# Bulldozers

This notebook uses Random Forests to predict the auction sale price for a piece of heavy equipment to create a "blue book" for bulldozers. The data is from a Kaggle competition named "Blue Book for Bulldozers". The solution relies on the Fastai library.

In [None]:
%load_ext autoreload
%autoreload 2

%matplotlib inline

In [None]:
from fastai.imports import *
from fastai.structured import *

from pandas_summary import DataFrameSummary
from sklearn.ensemble import RandomForestRegressor, RandomForestClassifier
from IPython.display import display

from sklearn import metrics

In [None]:
PATH = "data/bulldozers/"

In [None]:
df_raw = pd.read_csv(f'{PATH}Train.csv', low_memory=False, 
                     parse_dates=["saledate"])

The above statement uses Python 3.6 formatted string literals. Formatted string literals are prefixed with 'f'. They contain replacement fields surrounded by curly braces. The replacement fields are expressions, which are evaluated at run time

In [None]:
def display_all(df):
    with pd.option_context("display.max_rows", 1000): 
        with pd.option_context("display.max_columns", 1000): 
            display(df)

In [None]:
display_all(df_raw.tail().transpose())

### Preprocessing

The model will be scored on the RMSLE (root mean squared log error) between the actual and predicted auction prices. Therefore we take the log of the prices, so that RMSE will give us what we need.

In [None]:
df_raw.SalePrice = np.log(df_raw.SalePrice)

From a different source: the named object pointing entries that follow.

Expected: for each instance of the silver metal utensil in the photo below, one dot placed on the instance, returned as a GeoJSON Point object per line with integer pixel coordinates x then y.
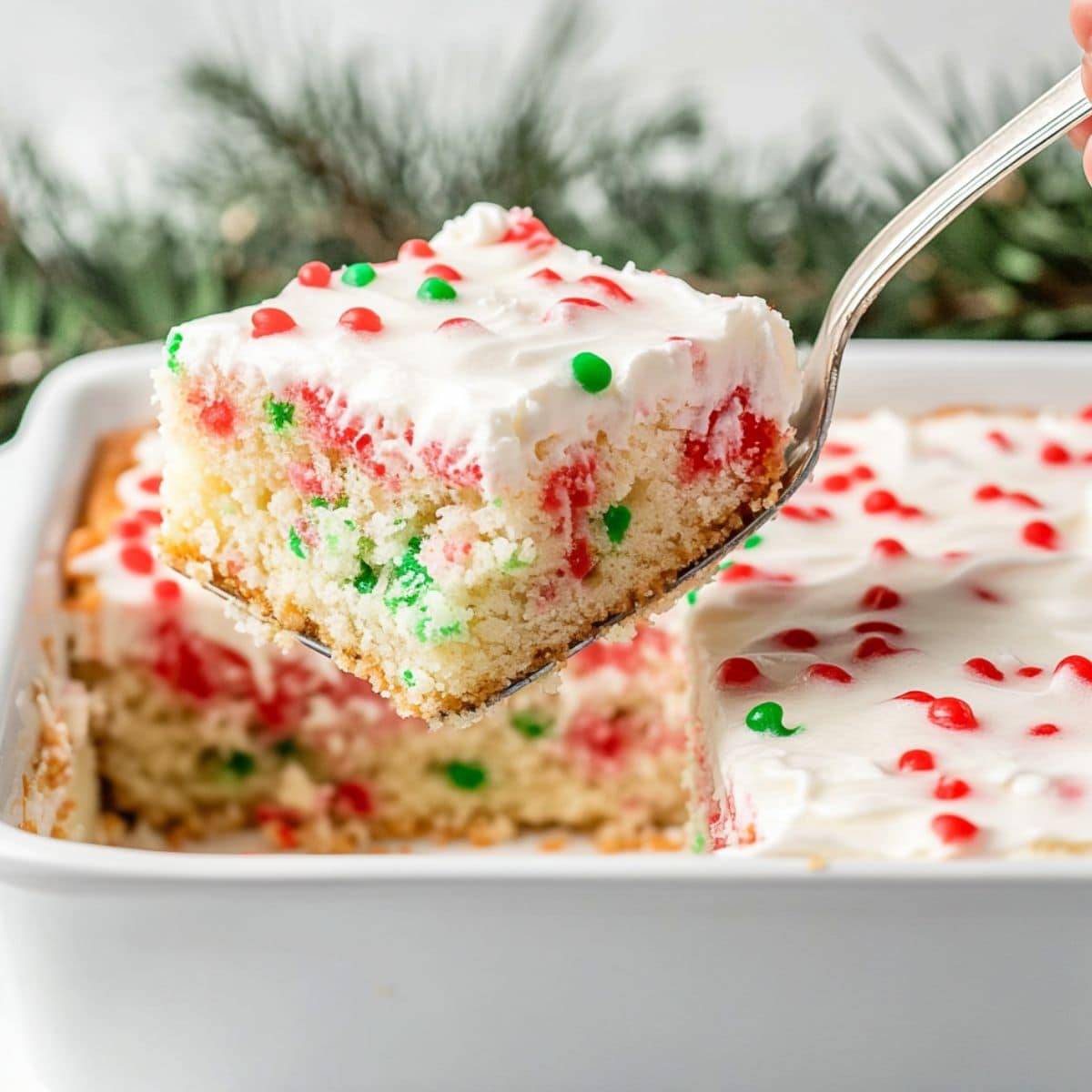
{"type": "Point", "coordinates": [1047, 118]}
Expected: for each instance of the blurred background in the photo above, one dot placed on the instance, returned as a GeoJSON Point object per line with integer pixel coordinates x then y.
{"type": "Point", "coordinates": [163, 158]}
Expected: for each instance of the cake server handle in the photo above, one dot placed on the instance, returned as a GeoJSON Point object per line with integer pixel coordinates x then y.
{"type": "Point", "coordinates": [1054, 114]}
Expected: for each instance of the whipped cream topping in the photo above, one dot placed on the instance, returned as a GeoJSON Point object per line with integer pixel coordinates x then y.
{"type": "Point", "coordinates": [947, 558]}
{"type": "Point", "coordinates": [494, 389]}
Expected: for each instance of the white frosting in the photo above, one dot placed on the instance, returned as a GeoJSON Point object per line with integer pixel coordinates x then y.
{"type": "Point", "coordinates": [124, 626]}
{"type": "Point", "coordinates": [834, 789]}
{"type": "Point", "coordinates": [491, 393]}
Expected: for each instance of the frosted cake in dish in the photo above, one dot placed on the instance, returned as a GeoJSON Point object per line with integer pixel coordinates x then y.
{"type": "Point", "coordinates": [450, 467]}
{"type": "Point", "coordinates": [191, 730]}
{"type": "Point", "coordinates": [905, 670]}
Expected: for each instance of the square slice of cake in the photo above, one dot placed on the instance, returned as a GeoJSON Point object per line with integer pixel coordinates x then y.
{"type": "Point", "coordinates": [451, 467]}
{"type": "Point", "coordinates": [192, 730]}
{"type": "Point", "coordinates": [902, 667]}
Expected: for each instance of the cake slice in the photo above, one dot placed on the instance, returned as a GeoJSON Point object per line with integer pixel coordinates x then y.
{"type": "Point", "coordinates": [192, 730]}
{"type": "Point", "coordinates": [449, 468]}
{"type": "Point", "coordinates": [901, 667]}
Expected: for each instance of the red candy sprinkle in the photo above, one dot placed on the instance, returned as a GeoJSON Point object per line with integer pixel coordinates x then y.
{"type": "Point", "coordinates": [879, 598]}
{"type": "Point", "coordinates": [580, 560]}
{"type": "Point", "coordinates": [1080, 666]}
{"type": "Point", "coordinates": [873, 648]}
{"type": "Point", "coordinates": [889, 549]}
{"type": "Point", "coordinates": [354, 797]}
{"type": "Point", "coordinates": [610, 288]}
{"type": "Point", "coordinates": [829, 672]}
{"type": "Point", "coordinates": [916, 762]}
{"type": "Point", "coordinates": [167, 591]}
{"type": "Point", "coordinates": [315, 274]}
{"type": "Point", "coordinates": [950, 828]}
{"type": "Point", "coordinates": [415, 248]}
{"type": "Point", "coordinates": [217, 418]}
{"type": "Point", "coordinates": [271, 320]}
{"type": "Point", "coordinates": [880, 500]}
{"type": "Point", "coordinates": [878, 626]}
{"type": "Point", "coordinates": [1055, 453]}
{"type": "Point", "coordinates": [950, 789]}
{"type": "Point", "coordinates": [446, 272]}
{"type": "Point", "coordinates": [737, 671]}
{"type": "Point", "coordinates": [136, 561]}
{"type": "Point", "coordinates": [836, 483]}
{"type": "Point", "coordinates": [571, 307]}
{"type": "Point", "coordinates": [986, 669]}
{"type": "Point", "coordinates": [1042, 534]}
{"type": "Point", "coordinates": [459, 323]}
{"type": "Point", "coordinates": [836, 448]}
{"type": "Point", "coordinates": [361, 320]}
{"type": "Point", "coordinates": [813, 514]}
{"type": "Point", "coordinates": [1044, 730]}
{"type": "Point", "coordinates": [953, 713]}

add_datepart is a fastai function that splits the date into a number of useful attributes

In [None]:
add_datepart(df_raw, 'saledate')
df_raw.saleYear.head()

In [None]:
train_cats(df_raw)

Reorder the category so that the ordering makes sense

In [None]:
df_raw.UsageBand.cat.set_categories(['High', 'Medium', 'Low'], ordered=True, inplace=True)

In [None]:
df_raw.UsageBand = df_raw.UsageBand.cat.codes

Treating missing values

In [None]:
display_all(df_raw.isnull().sum().sort_index()/len(df_raw))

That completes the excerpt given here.